O título original (traduzido para o inglês como The Seed of the Sacred Fig) refere-se a uma espécie de figueira cujas raízes crescem sufocando outras árvores — o que foi visto como uma metáfora da teocracia no Irã. A trama se desenrola no contexto dos protestos sob o slogan "Mulheres, Vida, Liberdade", nascidos a partir das mortes de jovens que teriam infringido o rígido código de vestimenta feminina — não usaram (ou usaram de forma considerada incorreta) o hijab, o véu que cobre a cabeça e o pescoço das muçulmanas.

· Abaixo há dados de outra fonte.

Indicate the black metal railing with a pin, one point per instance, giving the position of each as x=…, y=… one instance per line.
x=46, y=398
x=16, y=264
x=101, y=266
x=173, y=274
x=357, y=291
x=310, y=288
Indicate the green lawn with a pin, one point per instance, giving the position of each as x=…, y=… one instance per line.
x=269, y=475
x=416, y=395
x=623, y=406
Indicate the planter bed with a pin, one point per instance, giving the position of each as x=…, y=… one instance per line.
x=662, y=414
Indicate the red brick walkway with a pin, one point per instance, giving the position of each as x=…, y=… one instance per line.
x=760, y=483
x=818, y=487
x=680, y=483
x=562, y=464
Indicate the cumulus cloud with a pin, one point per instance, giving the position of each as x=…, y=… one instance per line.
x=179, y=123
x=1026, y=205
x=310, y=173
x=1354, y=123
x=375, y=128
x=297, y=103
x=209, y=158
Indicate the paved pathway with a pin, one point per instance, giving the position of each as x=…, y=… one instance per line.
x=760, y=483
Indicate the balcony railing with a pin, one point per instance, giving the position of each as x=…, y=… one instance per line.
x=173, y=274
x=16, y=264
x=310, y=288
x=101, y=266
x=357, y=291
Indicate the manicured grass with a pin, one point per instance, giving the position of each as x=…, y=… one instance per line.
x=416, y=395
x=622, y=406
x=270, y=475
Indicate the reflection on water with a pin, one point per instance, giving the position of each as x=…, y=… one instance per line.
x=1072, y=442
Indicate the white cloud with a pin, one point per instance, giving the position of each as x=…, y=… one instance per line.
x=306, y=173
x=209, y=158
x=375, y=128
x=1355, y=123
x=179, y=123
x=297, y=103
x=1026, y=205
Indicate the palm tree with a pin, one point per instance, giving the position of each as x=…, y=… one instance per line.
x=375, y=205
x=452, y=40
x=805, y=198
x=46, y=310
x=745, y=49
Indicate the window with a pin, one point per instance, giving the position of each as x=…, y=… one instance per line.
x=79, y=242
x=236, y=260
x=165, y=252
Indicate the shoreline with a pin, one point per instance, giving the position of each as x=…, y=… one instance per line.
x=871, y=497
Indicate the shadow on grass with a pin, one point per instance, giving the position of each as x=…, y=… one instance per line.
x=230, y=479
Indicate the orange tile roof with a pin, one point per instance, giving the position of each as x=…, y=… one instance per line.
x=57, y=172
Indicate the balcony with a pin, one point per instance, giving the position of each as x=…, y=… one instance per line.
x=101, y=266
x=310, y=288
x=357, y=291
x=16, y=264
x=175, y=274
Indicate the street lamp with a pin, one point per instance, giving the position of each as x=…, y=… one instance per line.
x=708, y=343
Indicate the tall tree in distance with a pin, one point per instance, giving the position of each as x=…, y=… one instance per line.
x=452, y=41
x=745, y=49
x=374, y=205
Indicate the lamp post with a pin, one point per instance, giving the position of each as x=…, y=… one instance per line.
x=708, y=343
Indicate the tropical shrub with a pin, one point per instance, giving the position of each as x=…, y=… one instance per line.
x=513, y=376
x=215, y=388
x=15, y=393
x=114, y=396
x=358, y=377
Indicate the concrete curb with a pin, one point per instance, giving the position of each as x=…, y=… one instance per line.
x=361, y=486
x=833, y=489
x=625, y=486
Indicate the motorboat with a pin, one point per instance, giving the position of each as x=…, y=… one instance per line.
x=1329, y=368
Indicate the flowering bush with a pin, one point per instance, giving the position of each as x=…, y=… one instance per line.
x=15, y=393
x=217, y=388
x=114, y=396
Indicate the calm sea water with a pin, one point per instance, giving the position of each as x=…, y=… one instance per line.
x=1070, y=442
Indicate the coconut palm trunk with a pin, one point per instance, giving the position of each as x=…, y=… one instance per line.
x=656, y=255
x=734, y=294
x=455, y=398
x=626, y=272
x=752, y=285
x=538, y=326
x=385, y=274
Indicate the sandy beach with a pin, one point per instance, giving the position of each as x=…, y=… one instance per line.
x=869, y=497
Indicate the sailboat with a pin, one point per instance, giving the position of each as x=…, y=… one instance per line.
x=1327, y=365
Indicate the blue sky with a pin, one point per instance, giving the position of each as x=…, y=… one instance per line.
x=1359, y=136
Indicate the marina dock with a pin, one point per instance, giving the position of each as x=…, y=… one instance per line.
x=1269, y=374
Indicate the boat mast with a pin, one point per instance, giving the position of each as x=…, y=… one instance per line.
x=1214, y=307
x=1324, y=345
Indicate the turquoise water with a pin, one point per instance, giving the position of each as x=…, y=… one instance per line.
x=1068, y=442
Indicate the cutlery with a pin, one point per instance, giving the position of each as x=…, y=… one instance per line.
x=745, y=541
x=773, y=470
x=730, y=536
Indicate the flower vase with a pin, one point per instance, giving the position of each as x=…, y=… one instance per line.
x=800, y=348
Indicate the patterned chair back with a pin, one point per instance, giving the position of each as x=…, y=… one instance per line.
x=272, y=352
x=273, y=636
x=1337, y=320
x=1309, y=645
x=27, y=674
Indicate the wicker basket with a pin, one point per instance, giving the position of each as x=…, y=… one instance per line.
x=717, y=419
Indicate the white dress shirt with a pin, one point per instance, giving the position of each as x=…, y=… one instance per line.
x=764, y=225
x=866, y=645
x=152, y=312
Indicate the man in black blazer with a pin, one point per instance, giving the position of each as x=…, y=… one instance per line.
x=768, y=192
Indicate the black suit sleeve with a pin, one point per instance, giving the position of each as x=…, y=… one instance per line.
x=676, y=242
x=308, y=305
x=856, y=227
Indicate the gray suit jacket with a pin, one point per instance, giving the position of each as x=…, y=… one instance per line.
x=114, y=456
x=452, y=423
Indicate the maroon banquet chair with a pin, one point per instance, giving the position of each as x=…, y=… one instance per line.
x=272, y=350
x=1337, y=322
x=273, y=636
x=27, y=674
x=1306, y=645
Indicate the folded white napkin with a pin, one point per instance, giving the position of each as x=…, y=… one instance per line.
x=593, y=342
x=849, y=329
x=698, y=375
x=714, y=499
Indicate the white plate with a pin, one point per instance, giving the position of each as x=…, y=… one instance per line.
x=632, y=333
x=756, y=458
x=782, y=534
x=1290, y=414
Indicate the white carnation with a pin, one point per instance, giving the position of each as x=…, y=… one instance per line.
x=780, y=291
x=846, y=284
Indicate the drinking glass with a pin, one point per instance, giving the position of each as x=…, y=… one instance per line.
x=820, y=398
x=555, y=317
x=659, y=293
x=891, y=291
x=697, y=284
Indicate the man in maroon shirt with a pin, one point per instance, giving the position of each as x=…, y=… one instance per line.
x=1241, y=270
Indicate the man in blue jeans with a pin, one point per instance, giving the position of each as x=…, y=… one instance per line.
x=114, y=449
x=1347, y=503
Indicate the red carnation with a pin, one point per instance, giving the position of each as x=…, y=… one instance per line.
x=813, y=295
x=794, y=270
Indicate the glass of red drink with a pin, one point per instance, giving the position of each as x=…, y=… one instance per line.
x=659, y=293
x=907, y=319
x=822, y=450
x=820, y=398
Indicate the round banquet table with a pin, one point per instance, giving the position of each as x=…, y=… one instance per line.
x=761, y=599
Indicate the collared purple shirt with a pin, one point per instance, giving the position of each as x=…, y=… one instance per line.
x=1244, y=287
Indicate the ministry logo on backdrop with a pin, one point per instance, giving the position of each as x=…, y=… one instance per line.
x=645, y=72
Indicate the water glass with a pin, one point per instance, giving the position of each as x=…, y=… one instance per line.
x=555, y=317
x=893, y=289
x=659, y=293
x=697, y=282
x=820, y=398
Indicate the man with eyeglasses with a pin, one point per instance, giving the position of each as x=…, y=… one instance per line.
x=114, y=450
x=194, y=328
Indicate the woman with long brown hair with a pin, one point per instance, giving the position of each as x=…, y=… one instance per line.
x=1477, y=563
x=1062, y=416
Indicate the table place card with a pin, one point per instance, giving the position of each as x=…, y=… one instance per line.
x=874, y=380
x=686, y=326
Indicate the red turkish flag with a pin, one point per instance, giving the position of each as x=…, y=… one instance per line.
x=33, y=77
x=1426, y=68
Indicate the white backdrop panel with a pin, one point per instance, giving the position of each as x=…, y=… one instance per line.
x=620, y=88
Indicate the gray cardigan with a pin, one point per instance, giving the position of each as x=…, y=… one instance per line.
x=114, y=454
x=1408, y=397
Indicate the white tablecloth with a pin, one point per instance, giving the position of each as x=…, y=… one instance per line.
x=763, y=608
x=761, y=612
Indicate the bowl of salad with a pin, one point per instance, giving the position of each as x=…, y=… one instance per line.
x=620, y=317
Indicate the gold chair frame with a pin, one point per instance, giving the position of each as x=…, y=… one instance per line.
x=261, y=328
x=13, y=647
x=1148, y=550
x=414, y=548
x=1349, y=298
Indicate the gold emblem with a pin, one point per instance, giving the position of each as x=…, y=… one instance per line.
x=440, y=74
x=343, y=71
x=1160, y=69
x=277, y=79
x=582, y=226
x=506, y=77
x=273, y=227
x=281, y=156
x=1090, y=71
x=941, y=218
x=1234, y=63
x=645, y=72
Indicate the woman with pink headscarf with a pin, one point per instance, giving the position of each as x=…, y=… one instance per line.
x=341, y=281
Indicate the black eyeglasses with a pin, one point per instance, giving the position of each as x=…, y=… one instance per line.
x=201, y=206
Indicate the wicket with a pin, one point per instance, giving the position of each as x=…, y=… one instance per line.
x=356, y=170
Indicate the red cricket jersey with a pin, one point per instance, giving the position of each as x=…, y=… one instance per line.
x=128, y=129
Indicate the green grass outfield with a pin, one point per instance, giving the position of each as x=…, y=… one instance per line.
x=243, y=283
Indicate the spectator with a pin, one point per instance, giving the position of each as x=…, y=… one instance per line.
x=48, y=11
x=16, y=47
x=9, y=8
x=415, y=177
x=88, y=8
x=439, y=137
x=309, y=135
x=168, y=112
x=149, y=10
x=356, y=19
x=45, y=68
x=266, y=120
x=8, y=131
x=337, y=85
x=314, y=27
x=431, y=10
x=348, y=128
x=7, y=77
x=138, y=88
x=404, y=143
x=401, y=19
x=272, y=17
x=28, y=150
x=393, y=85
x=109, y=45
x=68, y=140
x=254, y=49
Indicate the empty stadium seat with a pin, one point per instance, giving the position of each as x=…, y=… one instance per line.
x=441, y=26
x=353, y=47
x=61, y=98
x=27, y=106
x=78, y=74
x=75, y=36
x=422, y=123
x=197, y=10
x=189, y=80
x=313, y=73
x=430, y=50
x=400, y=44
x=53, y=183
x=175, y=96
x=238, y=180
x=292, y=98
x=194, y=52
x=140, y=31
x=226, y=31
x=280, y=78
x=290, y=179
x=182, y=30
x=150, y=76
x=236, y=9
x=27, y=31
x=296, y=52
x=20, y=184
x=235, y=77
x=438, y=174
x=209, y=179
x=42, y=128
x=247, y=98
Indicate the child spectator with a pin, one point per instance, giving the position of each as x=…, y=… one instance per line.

Ao longo de suas duas horas e 48 minutos — que jamais cansam, acredite —, o filme insere imagens reais, muitas delas captadas via celular, das manifestações e da subsequente repressão policial após o caso Mahsa Amini. A jovem foi detida pela Polícia da Moralidade de Teerã em 13 de setembro de 2022, por deixar uma mecha do cabelo aparecer. Ela entrou em coma e morreu três dias depois, em um hospital. O governo afirmou que Mahsa faleceu devido a uma doença, mas sua família diz que houve espancamento.
O personagem principal se chama Iman (Missagh Zareh), que acaba de ser nomeado juiz de instrução no Tribunal Revolucionário da capital iraniana. O cargo significa um salário mais alto e um apartamento maior para a família — a esposa devota, Najmeh (Soheila Golestani), e as duas filhas, a universitária Rezvan (Mahsa Rostami) e a adolescente Sana (Setareh Maleki). Mas também significa uma violência a seus códigos morais e a sua ética profissional: Iman é orientado a assinar sentenças de morte sem sequer ler os relatórios dos casos.
Por causa do seu trabalho, o protagonista deve ocultar informações de seus parentes e de seus amigos e, para sua proteção, ganha uma arma — que, ao desaparecer dentro de casa, se torna motivo da desconfiança e da paranoia do personagem, que evoluem para a discórdia com a família. A agitação política nas ruas de Teerã inevitavelmente se reflete no lar de Iman, que vira um símbolo de como um regime totalitário pode transformar um guardião da justiça, um homem íntegro e um marido e pai amoroso em um monstro dominado pelo medo e sedento pelo poder.